Es ist eine ungewöhnliche, vielleicht sogar eine außergewöhnliche Laufbahngestaltung, für die sich der vielseitige Mittelfeldspieler entschieden hat. Und an deren Ende trotz vieler Angebote und anderer Optionen vielleicht nur zwei Vereine stehen werden: Bayer 04 Leverkusen und Borussia Dortmund. 16 Jahre lang hat Castro unter dem Bayer-Kreuz gespielt; zwei Jahre sind es jetzt beim BVB, drei weitere sind vertraglich fixiert. Von seinem Geburtsort Wuppertal aus würde Castro sich dann einmal 30 Kilometer Luftlinie in Richtung Südwesten und einmal 40 Kilometer Luftlinie nach Nordosten bewegt haben. Anders als auf dem Spielfeld ist dieser Aktionsradius überschaubar. Deshalb reden wir zuallererst auch über . . .

. . . Kontinuität und Konstanz:

„Es ist ja offensichtlich, dass ich eher nicht der Typ Wandervogel bin. Ich habe so lange in Leverkusen gespielt, weil ich mich dort sehr wohl gefühlt habe. Der Wechsel nach Dortmund entsprang dann aus dem Impuls heraus, meinem Fußballleben einen neuen Kick geben zu wollen, noch einmal einen anderen Dreh. Aber auch bei dieser Entscheidung habe ich nicht zuletzt auf meinen Bauch gehört. Ganz wichtig war, dass ich beim BVB von vorneherein das Gefühl hatte: Das passt! Und so hat es sich ja dann auch herausgestellt.“

Wobei der Routinier in Dortmund keinen Kaltstart von 0 auf 100 hingelegt hat. Ein wenig Anlauf- und Anpassungszeit er benötigt. Grund dafür waren weniger der neue Klub, die neue Stadt, die neuen Teamkollegen, der neue Trainer. Grund war vielmehr . . .

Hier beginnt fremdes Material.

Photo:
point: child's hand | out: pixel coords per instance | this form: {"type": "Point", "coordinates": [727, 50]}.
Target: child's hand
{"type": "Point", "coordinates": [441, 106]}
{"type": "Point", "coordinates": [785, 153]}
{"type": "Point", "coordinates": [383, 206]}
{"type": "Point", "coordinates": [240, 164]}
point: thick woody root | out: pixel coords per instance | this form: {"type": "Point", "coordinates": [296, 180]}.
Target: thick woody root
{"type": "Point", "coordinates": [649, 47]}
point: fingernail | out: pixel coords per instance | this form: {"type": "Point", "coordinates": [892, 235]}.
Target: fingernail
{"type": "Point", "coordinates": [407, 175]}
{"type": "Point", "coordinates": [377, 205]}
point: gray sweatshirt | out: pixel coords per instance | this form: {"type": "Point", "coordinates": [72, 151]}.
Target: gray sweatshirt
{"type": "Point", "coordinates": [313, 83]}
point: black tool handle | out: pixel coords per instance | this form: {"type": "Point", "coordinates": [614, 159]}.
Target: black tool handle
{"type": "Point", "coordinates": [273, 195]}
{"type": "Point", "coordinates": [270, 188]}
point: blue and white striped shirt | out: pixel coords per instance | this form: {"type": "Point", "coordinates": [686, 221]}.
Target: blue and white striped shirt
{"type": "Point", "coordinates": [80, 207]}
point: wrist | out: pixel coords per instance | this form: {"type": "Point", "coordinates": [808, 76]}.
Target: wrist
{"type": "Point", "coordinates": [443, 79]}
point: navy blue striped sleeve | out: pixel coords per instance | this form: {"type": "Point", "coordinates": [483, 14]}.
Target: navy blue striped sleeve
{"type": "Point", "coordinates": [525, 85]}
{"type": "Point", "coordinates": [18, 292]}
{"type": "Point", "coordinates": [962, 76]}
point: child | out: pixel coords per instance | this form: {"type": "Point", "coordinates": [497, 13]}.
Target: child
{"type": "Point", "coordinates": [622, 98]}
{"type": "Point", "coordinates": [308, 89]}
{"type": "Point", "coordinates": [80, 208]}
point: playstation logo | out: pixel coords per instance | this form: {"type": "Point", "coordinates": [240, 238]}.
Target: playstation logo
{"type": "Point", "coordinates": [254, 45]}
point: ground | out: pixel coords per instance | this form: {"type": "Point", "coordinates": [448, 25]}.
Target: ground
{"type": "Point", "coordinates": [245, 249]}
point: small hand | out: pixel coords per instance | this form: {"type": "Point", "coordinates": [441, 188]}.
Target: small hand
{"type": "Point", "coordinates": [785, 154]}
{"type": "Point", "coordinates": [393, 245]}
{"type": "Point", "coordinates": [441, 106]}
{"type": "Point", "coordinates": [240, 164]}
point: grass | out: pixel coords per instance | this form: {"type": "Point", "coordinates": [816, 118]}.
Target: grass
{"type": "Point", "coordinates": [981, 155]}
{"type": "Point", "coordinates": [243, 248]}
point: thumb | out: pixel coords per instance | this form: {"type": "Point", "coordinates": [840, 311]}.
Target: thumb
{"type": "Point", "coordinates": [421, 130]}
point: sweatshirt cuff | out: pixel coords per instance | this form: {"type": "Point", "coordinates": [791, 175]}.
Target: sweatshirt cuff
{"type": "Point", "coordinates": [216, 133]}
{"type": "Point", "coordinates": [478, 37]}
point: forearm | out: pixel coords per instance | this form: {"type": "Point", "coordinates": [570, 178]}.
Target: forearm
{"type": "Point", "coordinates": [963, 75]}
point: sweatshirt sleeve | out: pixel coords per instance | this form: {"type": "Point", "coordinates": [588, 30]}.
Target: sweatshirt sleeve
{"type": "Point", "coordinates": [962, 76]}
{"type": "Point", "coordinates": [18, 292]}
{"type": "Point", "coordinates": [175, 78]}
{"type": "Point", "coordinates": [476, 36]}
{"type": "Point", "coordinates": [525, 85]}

„. . . dass der Wechsel von Leverkusen nach Dortmund eine Nummer größer war als ich selbst gedacht habe. Was ich sagen will, ist: Ich war 27, hatte jahrelange Bundesliga-Erfahrung, habe mit Leverkusen regelmäßig international gespielt, auch gegen die ganz großen Klubs. Ich hatte ja auch zig Mal gegen den BVB gespielt. Eigentlich kennt man das alles ja. Aber dann kommst du zur Borussia – und plötzlich spürst du, was dieser Begriff „Traditionsklub“ wirklich bedeutet. Hier in Dortmund ist nicht ein- oder zweimal in der Woche Fußball. Hier ist Fußball sieben Tage die Woche, 24 Stunden am Tag. Diese Energie, die fließt, ganz egal wohin wir kommen – das ist der Wahnsinn, und das war auch für einen erfahrenen Spieler wie mich neu. Ich muss zugeben, dass ich das unterschätzt hatte. Ich musste das alles für mich selbst sortieren. Heute sage ich: Es ist eine Riesenerfahrung, bei diesem Verein spielen zu dürfen.“

Inzwischen hat sich Gonzalo Castro längst eingelebt. Sportlich hat er sich durchgesetzt. Castro ist Stammspieler. Wobei Stammspieler bei einem Klub Borussia Dortmund nicht bedeutet, dass man grundsätzlich in der Startelf steht und grundsätzlich 90 Minuten durchspielt.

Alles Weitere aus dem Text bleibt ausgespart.